È domenica 26 gennaio 2020, appena terminato il derby della Capitale: da buon laziale tiro un sospiro di sollievo per essere usciti indenni da una partita in cui avremmo ampiamente meritato la sconfitta. Il tempo di andare sul canale 200 e in evidenza, a caratteri cubitali, leggo poche parole che fatico a mettere a fuoco, ho la vista appannata, il cuore accelera e una scossa gelata attraversa tutto il mio corpo… Non è possibile… Ho letto bene? Ma è veramente successo? È morto Kobe Bryant. Ho passato la serata anzi la nottata tra tv e internet per cercare di capire, nella speranza che ci fosse stato un errore, magari che ci fossero superstiti, ma ogni minuto che passava crescevano in me il dolore e la consapevolezza che ogni lontana speranza fosse vana. Uno degli sportivi più forti di sempre non era più tra noi: neanche il tempo di godersi “la pensione” e un destino bastardo se lo è portato via. A peggiorare in maniera esponenziale le cose, Kobe se n’è andato via in compagnia di sua figlia. Il più grande collegamento che gli era rimasto con la pallacanestro e in cui rivedeva ogni istante di una carriera irripetibile per un comune mortale. Provo grande cordoglio e mi unisco al dolore anche di tutte le altre vittime tra cui ragazzine coetanee della sua bimba prediletta.

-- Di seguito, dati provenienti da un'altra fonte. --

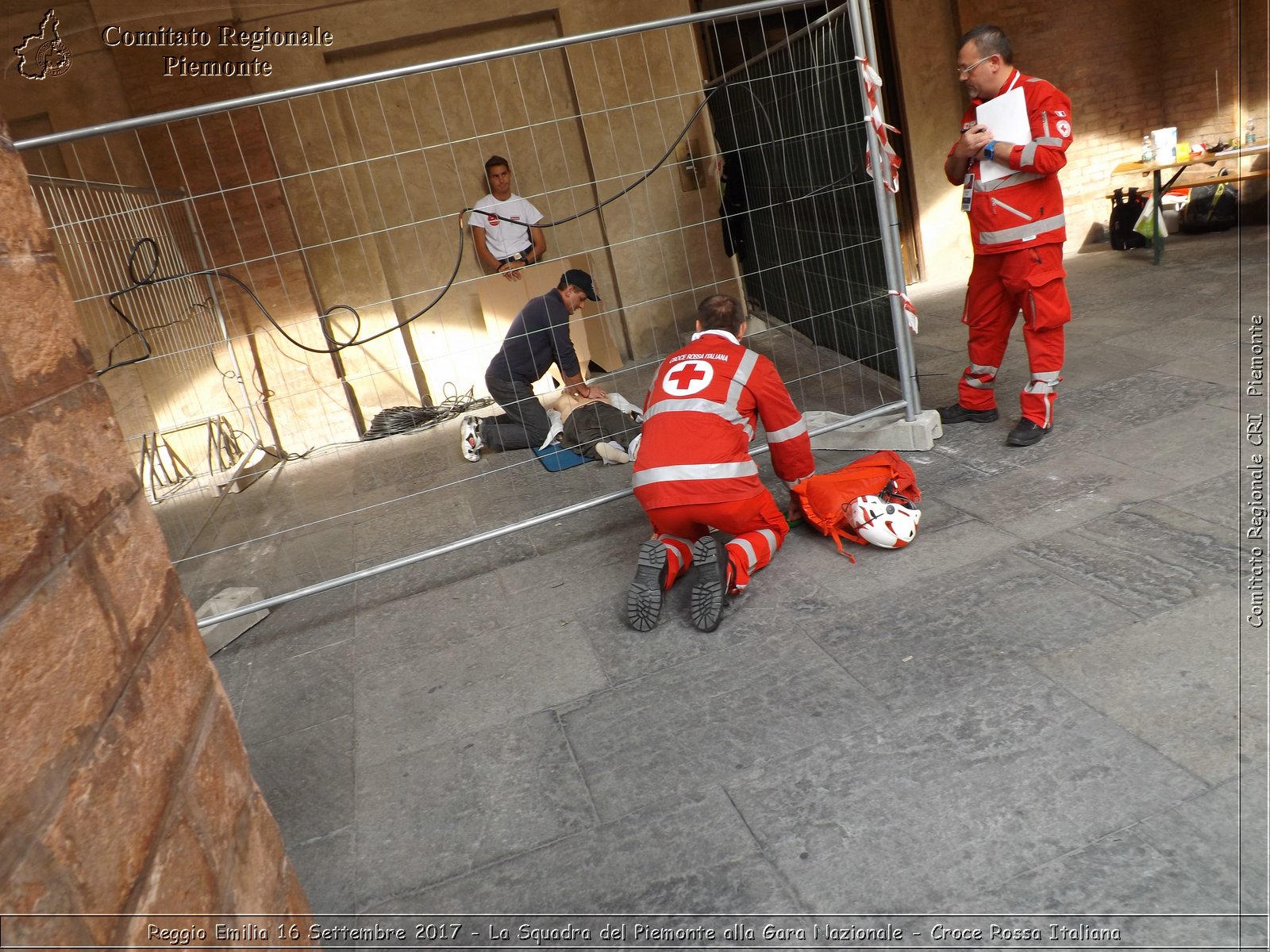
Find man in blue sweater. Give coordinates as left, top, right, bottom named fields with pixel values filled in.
left=461, top=268, right=605, bottom=462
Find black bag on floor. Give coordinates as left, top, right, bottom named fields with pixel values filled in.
left=1111, top=188, right=1147, bottom=251
left=1181, top=173, right=1240, bottom=235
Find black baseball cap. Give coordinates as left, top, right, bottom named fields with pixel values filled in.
left=560, top=268, right=599, bottom=301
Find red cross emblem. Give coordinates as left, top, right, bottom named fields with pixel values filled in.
left=662, top=360, right=714, bottom=396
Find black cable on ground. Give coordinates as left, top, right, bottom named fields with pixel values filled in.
left=97, top=86, right=722, bottom=375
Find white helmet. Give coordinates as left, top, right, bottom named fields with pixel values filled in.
left=847, top=490, right=922, bottom=548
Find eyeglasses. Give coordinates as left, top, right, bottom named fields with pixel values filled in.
left=956, top=53, right=995, bottom=79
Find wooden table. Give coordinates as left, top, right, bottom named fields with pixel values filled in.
left=1109, top=140, right=1270, bottom=264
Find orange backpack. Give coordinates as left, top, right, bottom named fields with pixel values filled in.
left=792, top=449, right=922, bottom=561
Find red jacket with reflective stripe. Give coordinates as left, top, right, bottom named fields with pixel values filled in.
left=949, top=70, right=1072, bottom=255
left=633, top=332, right=815, bottom=509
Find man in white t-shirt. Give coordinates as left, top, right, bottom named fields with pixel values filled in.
left=468, top=155, right=548, bottom=281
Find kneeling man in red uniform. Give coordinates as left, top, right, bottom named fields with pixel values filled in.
left=626, top=294, right=815, bottom=631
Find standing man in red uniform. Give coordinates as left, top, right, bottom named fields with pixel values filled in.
left=626, top=294, right=815, bottom=631
left=940, top=27, right=1072, bottom=447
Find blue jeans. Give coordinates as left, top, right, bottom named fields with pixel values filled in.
left=480, top=373, right=551, bottom=449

Ho passato la notte a cercare di prendere sonno mentre a occhi sbarrati mi sono passati davanti momenti così lontani ma anche così nitidi che hanno fermato il tempo dandomi modo di riordinarli e in parte di riviverli con un realismo e una cura di particolari indicibili. Kobe ho avuto la fortuna di conoscerlo, di conoscerlo bene, perché frequentavamo la stessa scuola, perché abitavamo nello stesso quartiere, perché avevamo la stessa passione per uno sport, il basket, che poi è diventata la sua consacrazione e per me solo un periodo di passaggio, che mi distoglieva dalla mia vera passione: il calcio.
Me lo ricordo nella minuscola scuola di Lisciano, 7, massimo 10 alunni per classe, un’unica sezione, un gruppo di bambini che quasi diventava un’unica classe durante la ricreazione, mi ricordo che durava più di un’ora a volte e la passavamo in un piccolo cortile di 40 metri quadri correndo tutti dietro a un pallone ma per prenderlo a calci e non per trasformarlo in magia come di lì a poco avrebbe fatto lui. A calcio con noi non giocava, passava quei momenti con le sorelle a chiacchierare mangiando un panino più grande di lui e con quegli occhioni neri neri enormi che sembravano non approvare e non capire come si potesse sprecare del tempo a calciare quel pallone invece di palleggiarlo e trasformarlo in poesia.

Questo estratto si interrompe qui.